Learning a CTBN
One of the main features of this library is the possibility to learn a CTBN.
- More precisely what can be learned is :
The dependency graph of a CTBN
The CIMs of a CTBN
(The variables and their labels from a sample)
Tools to extract data from samples are necessary. This is the role of class pyAgrum.ctbn.Trajectory
and function pyAgrum.ctbn.CTBNFromData()
.
- Before introducing the algorithms, here are the following definitions :
\(M_{xx'|u}\) is the number of time a variable X go from a state x to a state x’, conditioned by an instance of its parents u. It is filled using samples.
\(M_{x|u}\) is the number of time X goes to state x.
\(T_{x|u}\) is the time spent in state x, conditioned by an instance of its parents u.
\(M_{xx'|y,u}\) and \(T_{x|y,u}\) are the same but with another conditioning variable Y in state y.
Those can be stored in pyAgrum.Potential
.
Being conditioned by an instance means that the extracted data comes from time intervals where conditioning variables take specific values.
Learning parameters : learning the CIMs
Goal : finding the \(q_{i,j|u}\) (i.e \(q_{x|u}\) and \(q_{x \rightarrow x'|u}\)) coefficients.
Idea : \(q_{x|u}\) = \(\frac{M_{x|u}}{T_{x|u}}\); \(P_X(x\rightarrow x') = \frac{M_{x \rightarrow x'|u}}{M_{x|u}} = \frac{q_{x \rightarrow x'|u}}{q_{x|u}}\) Then \(q_{x \rightarrow x'|u} = \frac{M_{x \rightarrow x'|u}}{T_{x|u}}\)
Learning the graph
To learn the graph of a CTBN (ie the dependence between variables) we use the CTPC algorithm from A. Bregoli, M. Scutari, F. Stella, Constraint-Based Learning for Continuous-Time Bayesian Networks, arXiv:2007.03248, 2020. The independence test used is based on Fisher and chi2 tests to compare exponential distributions.
- class pyAgrum.ctbn.Learner(source)
Class used to learn a CTBN (independence between variables and CIMs) using samples.
- Parameters:
source (str|Dict[int, List[Tuple[float, str, str]]]) – Path to the csv file containing the samples(trajectories). Or directly the trajectories in a python dict.
- fitParameters(ctbn)
Learns the parameters of
ctbn
’s CIMs.- Parameters:
ctbn (CTBN) – CTBN containing the CIMs to learn.

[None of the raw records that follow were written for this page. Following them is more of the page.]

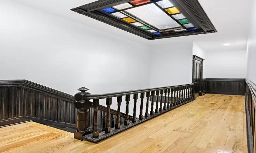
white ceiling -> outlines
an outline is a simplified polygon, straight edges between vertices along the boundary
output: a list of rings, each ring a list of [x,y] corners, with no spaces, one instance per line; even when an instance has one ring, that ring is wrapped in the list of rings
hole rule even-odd
[[[198,0],[217,33],[148,40],[70,11],[94,0],[12,0],[106,32],[146,45],[196,42],[206,51],[246,50],[252,0]],[[228,46],[224,43],[230,43]]]

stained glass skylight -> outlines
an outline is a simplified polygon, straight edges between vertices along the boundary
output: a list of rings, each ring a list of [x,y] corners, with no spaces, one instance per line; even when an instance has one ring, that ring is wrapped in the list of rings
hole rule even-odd
[[[181,19],[185,19],[186,18],[186,17],[184,16],[183,15],[183,14],[181,13],[172,15],[172,16],[176,20],[180,20]]]
[[[184,27],[186,28],[190,28],[194,27],[194,25],[192,24],[192,23],[186,24],[183,24],[183,25],[184,26]]]
[[[127,8],[131,7],[132,6],[128,3],[125,3],[124,4],[118,5],[113,6],[113,8],[117,10],[123,10]]]
[[[128,22],[129,23],[134,22],[136,21],[136,20],[134,20],[129,17],[128,18],[124,18],[122,19],[126,21],[126,22]]]
[[[179,13],[180,12],[180,11],[175,7],[165,9],[165,11],[168,12],[170,14],[173,14],[176,13]]]
[[[134,22],[132,23],[131,24],[133,24],[134,26],[136,26],[137,27],[140,27],[140,26],[144,26],[144,24],[142,24],[141,23],[140,23],[139,22]]]
[[[117,17],[118,18],[125,18],[126,17],[128,17],[126,15],[120,12],[115,12],[114,13],[111,13],[110,14],[111,14],[111,15],[114,15],[114,16],[116,17]]]
[[[159,29],[181,27],[179,24],[154,3],[129,9],[126,11]]]
[[[135,0],[135,1],[130,2],[130,3],[134,5],[139,5],[143,4],[150,2],[150,0]]]
[[[166,8],[174,6],[171,3],[169,0],[163,0],[157,2],[156,3],[163,8]]]
[[[196,0],[99,0],[71,10],[148,39],[217,32]]]

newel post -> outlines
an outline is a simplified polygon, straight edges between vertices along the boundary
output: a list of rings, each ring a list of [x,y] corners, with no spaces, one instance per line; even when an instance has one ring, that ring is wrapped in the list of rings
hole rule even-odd
[[[90,99],[86,98],[86,95],[90,95],[86,92],[89,89],[82,87],[77,89],[81,92],[75,95],[74,106],[77,109],[76,115],[76,131],[74,133],[74,138],[83,140],[83,136],[91,133],[88,129],[89,126],[89,108],[92,106],[92,103]]]

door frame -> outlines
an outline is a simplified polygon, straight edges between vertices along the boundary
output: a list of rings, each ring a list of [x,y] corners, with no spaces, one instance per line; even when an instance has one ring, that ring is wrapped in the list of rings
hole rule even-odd
[[[201,57],[200,57],[198,56],[197,55],[193,55],[193,63],[192,64],[192,83],[195,83],[195,82],[194,81],[194,74],[195,73],[195,72],[194,72],[194,71],[195,71],[195,70],[194,69],[194,65],[195,64],[195,60],[197,60],[198,61],[201,61],[202,63],[201,66],[200,67],[200,75],[201,76],[201,80],[200,80],[200,85],[199,85],[200,89],[199,90],[199,96],[202,96],[202,84],[203,83],[203,61],[204,60],[204,59]],[[195,92],[196,92],[196,90],[194,89],[194,94],[195,94]]]

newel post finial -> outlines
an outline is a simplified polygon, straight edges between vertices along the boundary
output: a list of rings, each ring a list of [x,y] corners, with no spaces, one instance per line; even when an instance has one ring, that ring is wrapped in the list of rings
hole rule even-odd
[[[87,91],[89,89],[82,87],[77,89],[80,92],[75,95],[74,106],[77,109],[76,115],[76,131],[74,133],[74,138],[83,140],[83,136],[91,133],[89,126],[89,109],[91,107],[92,103],[87,96],[90,94]]]

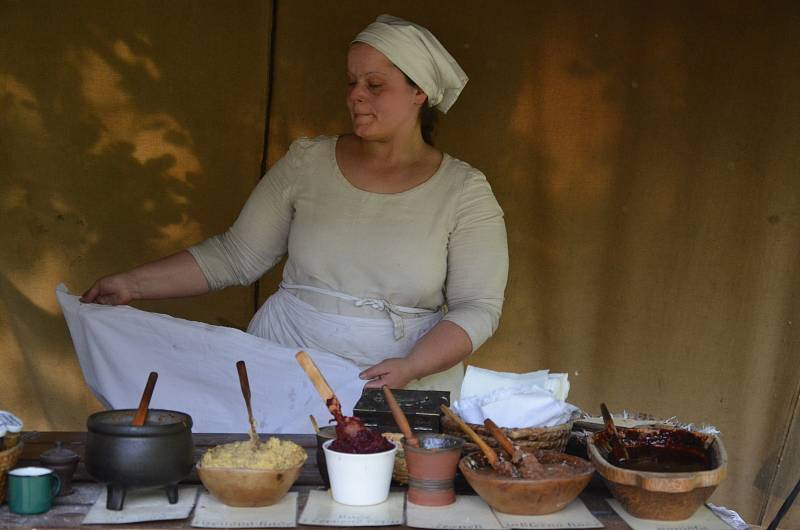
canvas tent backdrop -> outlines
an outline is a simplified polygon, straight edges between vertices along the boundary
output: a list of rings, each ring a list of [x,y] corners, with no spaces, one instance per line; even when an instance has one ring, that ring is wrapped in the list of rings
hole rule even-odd
[[[800,473],[788,2],[0,2],[0,408],[84,428],[99,404],[55,285],[224,230],[264,149],[347,130],[345,46],[383,12],[469,74],[436,141],[506,212],[505,311],[469,362],[568,372],[593,412],[714,424],[712,500],[768,519]],[[279,276],[137,306],[244,327]]]

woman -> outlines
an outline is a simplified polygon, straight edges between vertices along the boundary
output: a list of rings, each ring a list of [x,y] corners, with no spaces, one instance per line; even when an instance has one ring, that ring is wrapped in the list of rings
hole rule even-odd
[[[351,134],[295,141],[226,233],[102,278],[82,301],[247,285],[288,253],[248,332],[349,358],[367,387],[455,398],[461,362],[497,327],[508,270],[486,178],[423,136],[426,107],[446,112],[467,77],[425,28],[382,15],[353,40],[347,78]]]

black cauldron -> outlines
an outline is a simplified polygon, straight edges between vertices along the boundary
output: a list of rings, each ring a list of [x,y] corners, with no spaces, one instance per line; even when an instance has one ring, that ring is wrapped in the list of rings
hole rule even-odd
[[[108,487],[106,508],[121,510],[128,488],[164,486],[178,502],[178,482],[192,471],[192,418],[183,412],[150,409],[141,427],[131,425],[136,409],[89,416],[86,471]]]

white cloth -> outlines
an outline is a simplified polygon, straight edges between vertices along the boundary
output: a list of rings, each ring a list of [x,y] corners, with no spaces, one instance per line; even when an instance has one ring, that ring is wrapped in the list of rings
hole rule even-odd
[[[494,390],[514,386],[537,386],[548,390],[560,401],[566,401],[567,395],[569,395],[567,374],[551,374],[550,370],[516,374],[469,366],[464,375],[464,382],[461,384],[461,396],[482,396]]]
[[[194,432],[247,432],[236,372],[236,362],[244,360],[259,432],[311,433],[309,414],[321,424],[331,418],[294,358],[297,348],[129,306],[83,304],[63,285],[56,294],[86,383],[109,408],[136,408],[155,371],[151,408],[189,414]],[[364,386],[359,367],[331,353],[307,351],[343,412],[352,414]]]
[[[469,78],[442,43],[427,29],[381,15],[353,42],[369,44],[411,78],[428,96],[428,105],[447,113]]]
[[[561,375],[554,374],[561,380]],[[573,419],[578,408],[546,389],[548,371],[494,372],[470,366],[453,410],[468,423],[490,418],[500,427],[552,427]],[[566,398],[566,393],[564,393]]]
[[[261,306],[247,332],[285,346],[346,352],[345,358],[363,370],[391,357],[405,357],[441,319],[441,311],[403,319],[405,332],[396,338],[391,320],[325,313],[281,288]],[[464,369],[457,364],[406,388],[449,391],[451,400],[455,400],[463,376]]]

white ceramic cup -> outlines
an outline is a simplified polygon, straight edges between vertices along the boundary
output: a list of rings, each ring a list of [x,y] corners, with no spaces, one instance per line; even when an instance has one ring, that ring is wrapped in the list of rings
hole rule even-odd
[[[389,497],[397,444],[382,453],[351,454],[332,451],[335,440],[322,444],[333,500],[350,506],[380,504]]]

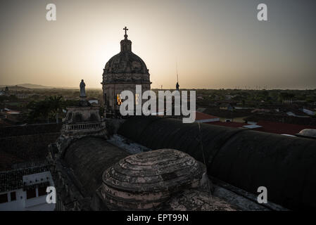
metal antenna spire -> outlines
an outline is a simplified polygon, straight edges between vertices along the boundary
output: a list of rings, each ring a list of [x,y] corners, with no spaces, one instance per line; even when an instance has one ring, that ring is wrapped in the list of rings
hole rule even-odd
[[[176,60],[176,67],[177,67],[177,82],[179,83],[179,75],[178,75],[178,61]]]

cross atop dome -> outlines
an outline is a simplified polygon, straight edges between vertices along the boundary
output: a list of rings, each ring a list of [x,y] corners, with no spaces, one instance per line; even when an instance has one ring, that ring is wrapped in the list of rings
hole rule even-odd
[[[124,37],[125,38],[125,39],[127,39],[127,32],[128,29],[125,27],[123,28],[123,30],[125,31],[125,34],[124,35]]]

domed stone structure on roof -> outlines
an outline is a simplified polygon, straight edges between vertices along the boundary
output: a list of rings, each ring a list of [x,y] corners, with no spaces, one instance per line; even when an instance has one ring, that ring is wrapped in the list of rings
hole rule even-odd
[[[128,29],[125,27],[124,30],[120,52],[106,63],[102,75],[103,103],[108,117],[118,112],[122,91],[129,90],[135,94],[137,84],[141,85],[142,93],[151,89],[148,70],[143,60],[132,52],[132,41],[127,39]]]
[[[103,175],[101,194],[111,210],[158,210],[175,193],[200,186],[203,165],[174,149],[132,155]]]

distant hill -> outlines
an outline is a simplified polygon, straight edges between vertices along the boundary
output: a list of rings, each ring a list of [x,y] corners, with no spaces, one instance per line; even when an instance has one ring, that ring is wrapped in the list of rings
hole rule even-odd
[[[20,88],[27,88],[31,89],[75,89],[74,87],[61,87],[61,86],[44,86],[40,84],[22,84],[18,85],[0,85],[0,88],[4,88],[8,86],[9,89],[15,89],[16,86]]]

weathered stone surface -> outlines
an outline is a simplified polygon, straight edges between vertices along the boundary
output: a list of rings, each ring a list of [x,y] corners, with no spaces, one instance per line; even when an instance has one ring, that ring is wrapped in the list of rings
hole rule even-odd
[[[158,210],[170,195],[197,188],[205,167],[173,149],[129,155],[103,173],[101,194],[111,210]]]
[[[167,211],[236,211],[227,202],[211,196],[209,192],[188,189],[171,198],[163,205]]]

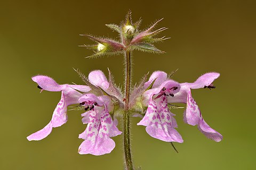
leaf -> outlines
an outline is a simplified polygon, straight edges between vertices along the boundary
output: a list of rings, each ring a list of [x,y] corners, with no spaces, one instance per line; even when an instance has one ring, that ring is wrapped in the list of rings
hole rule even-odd
[[[76,70],[74,68],[73,69],[78,74],[79,76],[82,78],[82,80],[85,83],[85,85],[88,86],[91,88],[91,91],[90,91],[91,92],[91,91],[92,91],[93,94],[97,96],[102,96],[103,95],[101,90],[99,87],[95,86],[94,85],[91,83],[88,80],[87,77],[84,74],[83,74],[78,69]]]
[[[157,78],[155,78],[155,79],[153,80],[153,81],[152,81],[152,82],[150,83],[150,84],[149,85],[149,86],[147,88],[147,89],[146,89],[145,91],[147,91],[147,90],[150,90],[150,89],[152,89],[152,87],[153,86],[153,84],[154,84],[154,83],[155,83],[155,81],[156,81],[156,79],[157,79]]]
[[[113,31],[116,31],[118,32],[120,32],[120,28],[118,27],[118,26],[116,25],[115,24],[105,24],[106,26],[108,27]]]
[[[175,73],[179,70],[179,69],[176,69],[176,70],[172,71],[171,74],[168,75],[168,79],[171,79],[172,77],[173,76]]]
[[[142,51],[143,52],[148,52],[153,53],[164,53],[162,51],[155,47],[153,45],[148,43],[138,43],[133,45],[131,47],[134,49]]]

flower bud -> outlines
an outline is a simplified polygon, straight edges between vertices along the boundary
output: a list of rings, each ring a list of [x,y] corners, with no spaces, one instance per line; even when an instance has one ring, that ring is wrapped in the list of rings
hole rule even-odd
[[[135,32],[135,28],[131,25],[126,25],[123,28],[124,33],[132,34]]]

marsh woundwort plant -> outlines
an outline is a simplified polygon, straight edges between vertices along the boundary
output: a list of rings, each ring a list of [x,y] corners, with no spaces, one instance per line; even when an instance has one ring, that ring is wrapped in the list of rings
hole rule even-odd
[[[134,169],[130,144],[130,116],[139,116],[142,120],[137,125],[146,126],[146,131],[153,138],[171,142],[183,142],[180,134],[175,129],[177,124],[174,114],[170,112],[178,107],[175,103],[185,103],[184,122],[197,125],[199,130],[206,137],[220,141],[222,136],[212,129],[203,118],[191,89],[215,88],[212,84],[220,74],[211,72],[201,75],[193,83],[180,83],[171,79],[172,74],[163,71],[155,71],[148,80],[147,75],[140,83],[132,87],[131,53],[138,50],[143,52],[162,53],[153,44],[167,38],[156,36],[166,28],[155,29],[159,20],[143,31],[139,29],[141,20],[133,23],[129,12],[120,26],[106,26],[117,31],[119,40],[83,35],[95,42],[95,45],[82,46],[92,49],[95,53],[89,57],[105,55],[122,54],[124,56],[125,89],[124,91],[114,83],[113,76],[108,70],[108,79],[100,70],[91,72],[88,76],[78,70],[75,71],[85,85],[59,84],[53,79],[44,75],[36,75],[32,80],[43,90],[61,91],[61,98],[53,112],[52,119],[43,129],[27,137],[28,140],[39,140],[46,137],[53,128],[61,126],[68,120],[67,106],[79,104],[76,108],[85,110],[82,121],[87,124],[85,130],[79,135],[84,140],[78,149],[80,154],[102,155],[110,153],[115,148],[111,137],[121,134],[117,128],[118,118],[122,118],[125,168]],[[174,146],[173,146],[174,147]]]

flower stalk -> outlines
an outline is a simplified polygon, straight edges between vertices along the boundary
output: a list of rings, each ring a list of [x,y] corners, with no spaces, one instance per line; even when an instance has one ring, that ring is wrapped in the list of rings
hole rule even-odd
[[[129,115],[129,101],[131,88],[131,52],[125,51],[125,98],[124,105],[124,115],[123,115],[124,123],[124,157],[127,170],[133,170],[132,156],[131,154],[131,144],[130,142],[130,115]]]
[[[52,78],[45,75],[36,75],[32,80],[37,87],[43,90],[61,92],[60,100],[54,109],[50,122],[42,129],[27,138],[28,140],[40,140],[49,135],[53,128],[66,123],[68,120],[68,106],[78,105],[75,109],[84,110],[81,114],[82,122],[87,124],[84,131],[78,138],[84,141],[78,148],[79,154],[102,155],[109,154],[115,147],[111,139],[121,135],[122,132],[117,128],[118,117],[123,120],[124,151],[125,169],[134,169],[130,143],[130,116],[142,119],[138,125],[146,126],[146,131],[151,137],[170,142],[178,153],[173,142],[182,143],[181,135],[176,130],[177,123],[175,114],[171,112],[172,107],[182,108],[173,104],[187,104],[183,114],[185,123],[197,125],[198,130],[206,137],[220,142],[222,136],[212,129],[204,121],[198,106],[191,96],[191,90],[215,88],[212,84],[220,74],[210,72],[204,74],[194,82],[179,83],[171,79],[171,75],[163,71],[155,71],[147,81],[147,75],[139,84],[131,87],[131,53],[133,50],[156,54],[164,53],[153,45],[168,39],[156,37],[166,30],[165,27],[155,29],[159,20],[149,28],[140,30],[140,19],[133,23],[129,11],[125,21],[120,26],[115,24],[106,26],[119,35],[119,39],[91,35],[85,36],[95,44],[81,46],[92,49],[94,54],[87,57],[97,57],[103,55],[124,54],[125,66],[125,90],[116,86],[113,76],[108,70],[108,79],[100,70],[91,72],[88,76],[78,70],[75,70],[85,83],[85,85],[59,84]],[[132,89],[132,91],[131,90]],[[171,106],[171,107],[170,107]],[[74,109],[74,108],[72,109]]]

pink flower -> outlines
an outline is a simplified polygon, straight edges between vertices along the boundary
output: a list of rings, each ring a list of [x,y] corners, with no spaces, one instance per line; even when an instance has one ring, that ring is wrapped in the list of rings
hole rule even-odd
[[[152,79],[155,74],[150,78]],[[161,77],[165,78],[165,76]],[[167,78],[167,76],[166,76]],[[150,81],[151,79],[150,79]],[[154,78],[154,80],[155,79]],[[180,134],[174,129],[177,128],[174,114],[168,108],[167,96],[172,96],[180,90],[180,84],[173,80],[166,80],[160,84],[162,79],[157,79],[157,87],[148,90],[148,106],[146,115],[137,125],[147,126],[146,131],[152,137],[166,142],[183,142]],[[154,81],[153,80],[153,81]],[[151,83],[145,83],[148,87]],[[154,86],[153,85],[153,87]]]
[[[37,75],[32,80],[38,84],[37,87],[43,90],[61,91],[61,98],[53,111],[52,119],[43,129],[27,137],[28,140],[40,140],[51,133],[52,128],[61,126],[68,121],[67,107],[68,105],[79,103],[78,99],[81,92],[87,92],[91,89],[87,86],[58,84],[53,79],[44,75]]]
[[[110,153],[115,147],[110,138],[122,133],[109,114],[114,109],[111,99],[107,96],[97,97],[90,94],[82,96],[79,101],[85,109],[90,109],[82,114],[83,123],[88,125],[79,135],[79,138],[84,140],[79,147],[79,154],[102,155]]]

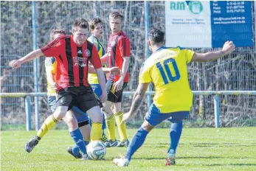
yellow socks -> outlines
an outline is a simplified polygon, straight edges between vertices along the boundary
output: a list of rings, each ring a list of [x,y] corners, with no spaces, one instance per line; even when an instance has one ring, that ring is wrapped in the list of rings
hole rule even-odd
[[[114,114],[105,119],[105,124],[107,125],[107,131],[108,133],[108,139],[114,141],[116,139],[116,130]]]
[[[53,116],[53,114],[49,116],[44,122],[43,125],[40,128],[40,130],[36,134],[37,138],[38,139],[38,140],[39,141],[45,134],[46,134],[48,130],[52,129],[58,122],[58,120]]]
[[[120,136],[120,141],[123,142],[127,139],[127,134],[126,134],[126,128],[125,128],[125,122],[123,122],[121,124],[122,119],[122,111],[117,112],[114,114],[117,128],[118,128],[118,133]]]
[[[91,122],[91,141],[99,140],[103,135],[103,124]]]

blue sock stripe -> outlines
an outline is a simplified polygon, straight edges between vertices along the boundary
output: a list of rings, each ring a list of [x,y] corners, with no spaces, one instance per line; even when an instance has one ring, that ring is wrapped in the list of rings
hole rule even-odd
[[[174,153],[176,151],[176,148],[179,144],[179,139],[181,138],[183,128],[182,122],[176,122],[171,124],[170,131],[170,144],[168,152],[170,150],[173,150]]]
[[[148,132],[147,130],[144,130],[142,128],[139,128],[129,144],[127,149],[125,158],[128,159],[129,161],[131,160],[131,156],[134,154],[134,153],[143,144],[148,133]]]

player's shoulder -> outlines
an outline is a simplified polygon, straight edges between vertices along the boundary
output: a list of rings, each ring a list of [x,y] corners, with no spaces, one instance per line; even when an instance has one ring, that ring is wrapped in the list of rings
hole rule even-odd
[[[45,66],[49,66],[53,65],[55,63],[56,60],[54,57],[46,57],[45,58]]]
[[[118,41],[124,40],[125,40],[126,41],[130,41],[128,37],[125,35],[125,33],[123,31],[121,31],[118,37]]]

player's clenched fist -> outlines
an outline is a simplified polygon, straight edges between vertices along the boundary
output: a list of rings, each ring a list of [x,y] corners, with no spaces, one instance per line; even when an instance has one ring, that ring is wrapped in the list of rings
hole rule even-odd
[[[9,66],[13,69],[17,69],[21,67],[22,63],[18,60],[13,60],[9,63]]]
[[[225,55],[230,54],[235,50],[235,46],[232,41],[226,41],[223,46],[222,50]]]

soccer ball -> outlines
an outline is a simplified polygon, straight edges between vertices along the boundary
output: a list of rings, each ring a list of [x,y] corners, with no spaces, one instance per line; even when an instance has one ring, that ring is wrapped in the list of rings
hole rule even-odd
[[[100,141],[92,141],[87,146],[87,154],[90,159],[100,160],[106,153],[105,144]]]

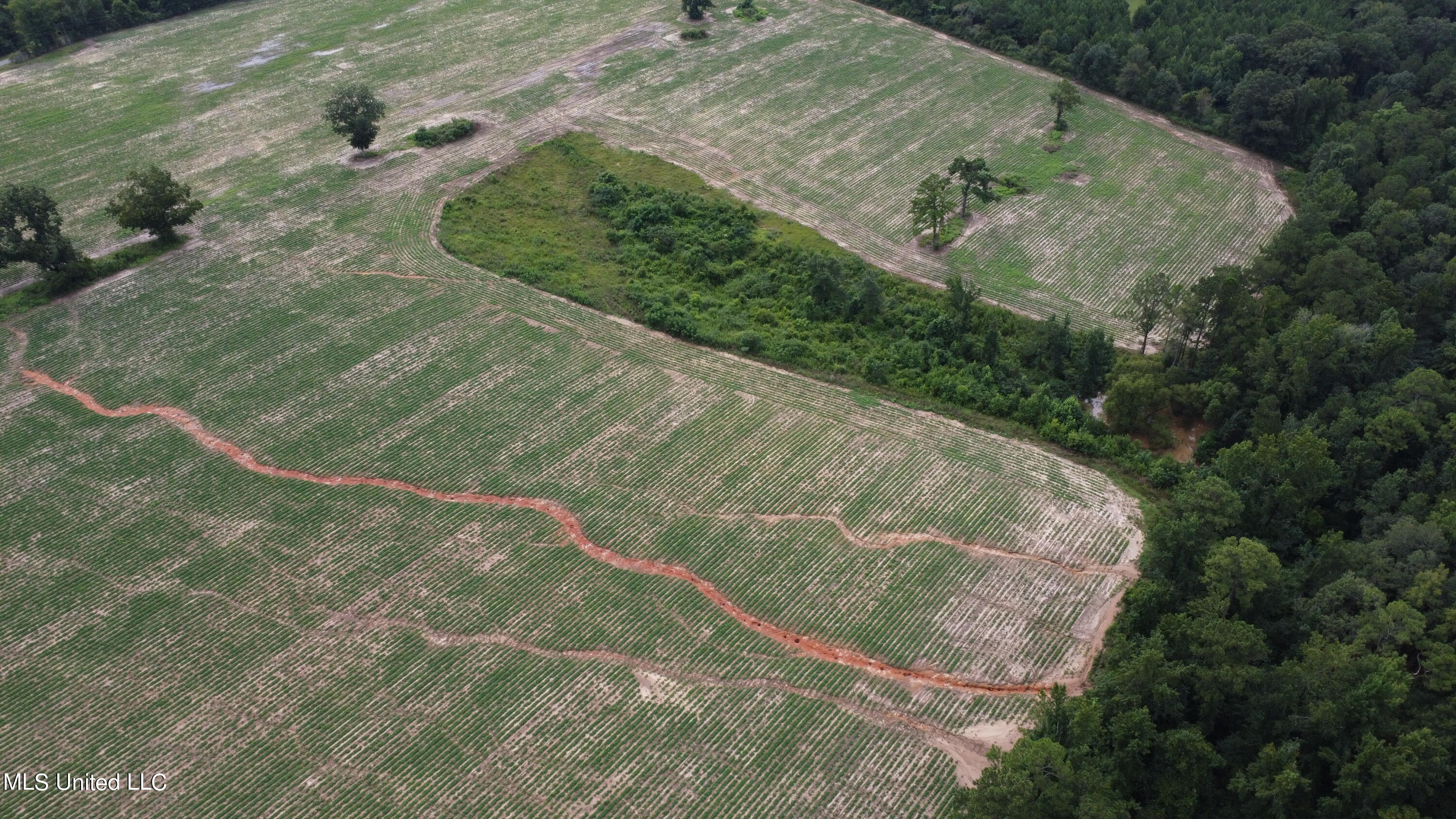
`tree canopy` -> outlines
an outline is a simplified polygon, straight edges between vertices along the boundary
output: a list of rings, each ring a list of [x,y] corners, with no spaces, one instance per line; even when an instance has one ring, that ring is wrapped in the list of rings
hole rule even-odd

- learnCTBN(template=None)
Learns a CTBN, using the CTPC(continuous-time PC) algorithm. Reference : A. Bregoli, M. Scutari, F. Stella, Constraint-Based Learning for Continuous-Time Bayesian Networks, arXiv:2007.03248, 2020.
- pyAgrum.ctbn.readTrajectoryCSV(filename)
Reads trajectories from a csv file. Storing format : {IdSample, time, var, state}
- Parameters:
filename (str) – Path to the file.
- Returns:
The trajectories, a trajectory for every index.
- Return type:
Dict[int, List[Tuple[float, str, str]]]
- pyAgrum.ctbn.CTBNFromData(data)
Constructs a CTBN and add the corresponding variables found in the trajectories.
Warning
If data is too short, some variables or state labels might be missed.
- Parameters:
data (Dict[int, List[Tuple[float, str, str]]]) – The trajectories used to look for variables.
- Returns:
The resulting CTBN.
- Return type:
- pyAgrum.ctbn.computeCIMFromStats(X, M, T)
Computes a CIM (Conditional Intensity Matrix) using stats from a trajectory. Variables in the potential are not copied but directly used in the result to avoid memory issues.
- Parameters:
X (str) – Name of the variable to compute CIM for.
M (pyAgrum.Potential) – Potential containing the number of transitions for each pair of
X
’s states.T (pyAgrum.Potential) – Potential containing the time spent to transition from every state of
X
.
- Returns:
The resulting potential,
X
’s CIM.- Return type:
- class pyAgrum.ctbn.Trajectory(source, ctbn=None)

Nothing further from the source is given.